As this last memory faded, tossing her back into the room, Sophie’s eyes fought back tears one more time. She reached out as she often did, hoping for a new result today. Her slender fingers reached for the paper cup, only to slip through the tooth-marked rim, through the rosewood shelf. She lunged at the enormous atlas to find that she could not touch it.

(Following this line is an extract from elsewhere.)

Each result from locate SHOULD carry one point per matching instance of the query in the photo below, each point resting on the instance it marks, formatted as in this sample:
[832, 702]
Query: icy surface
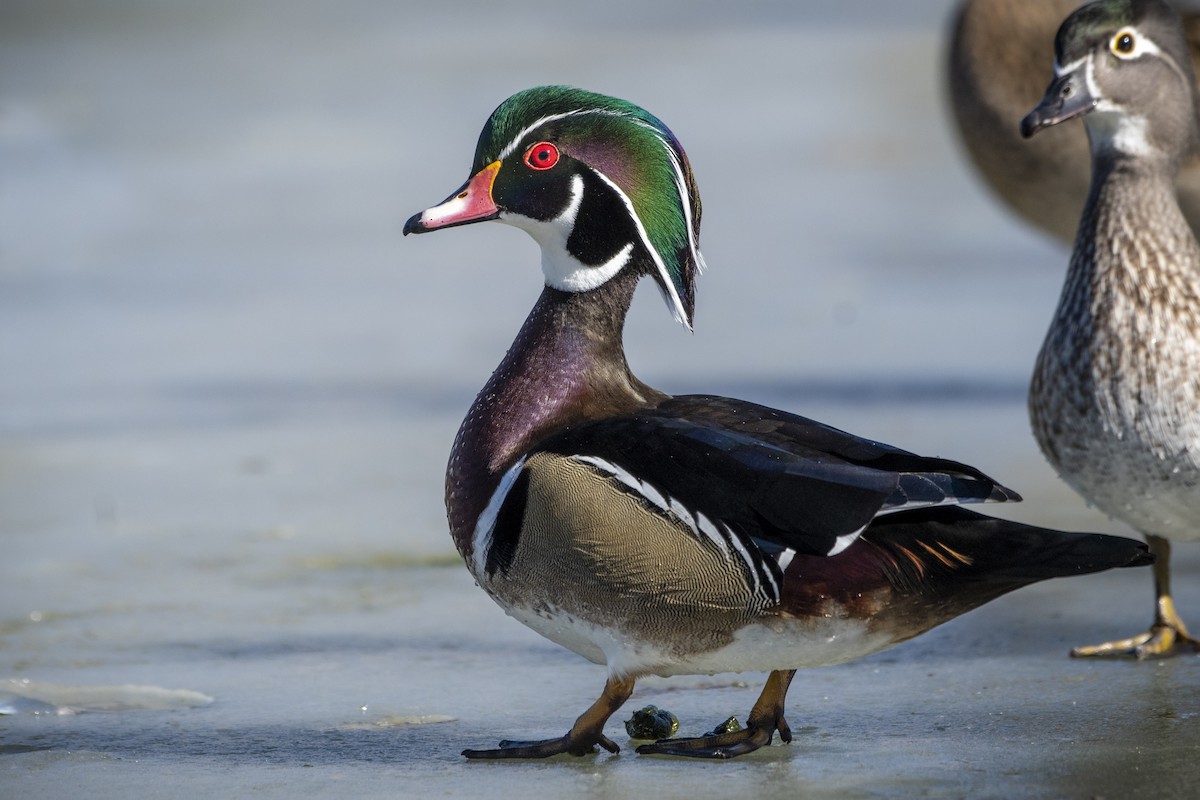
[229, 389]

The porcelain fairy was equally as immune to her greedy hands as all of the other objects in the room had been. Sophie wanted more than anything at that moment to touch them, pick them up and hold them. Somehow she thought that holding them would transform her from passive observer to participant. Sophie wanted to experience all of those things again. She wanted to sit on her grandfather’s knee and gaze at maps of far-off places. She wanted to twirl in endless circles in the woods, still believing in fairies. She wanted to hold that boy’s hand, sit in the park with hot chocolate, gossip about the cocky conductor. But she had only ever be able to watch—as a ghost. It was as if Sophie herself were a distant memory. Sophie gazed at the sculpture for perhaps the fourth or fifth minute in a row. She didn’t realize that she had been grasping at the copper sculpture until the fanatical curator shooed her hand away and scolded “excuse me Miss! Didn’t you read the sign?”

Those wide blue eyes blinked apologetically and drifted toward a sign that sat below the sculpture. In large block letters it read:

PLEASE DO NOT TOUCH THE ARTWORK. COPPER DISEASE IS A REAL PROBLEM FOR SCULPTURES SUCH AS THIS: OILS FROM HUMAN HANDS CAN TARNISH THE METAL CAUSING IRREVERSIBLE ALTERATIONS TO ITS APPEARANCE. THE ARTIST THANKS YOU FOR YOUR UNDERSTANDING.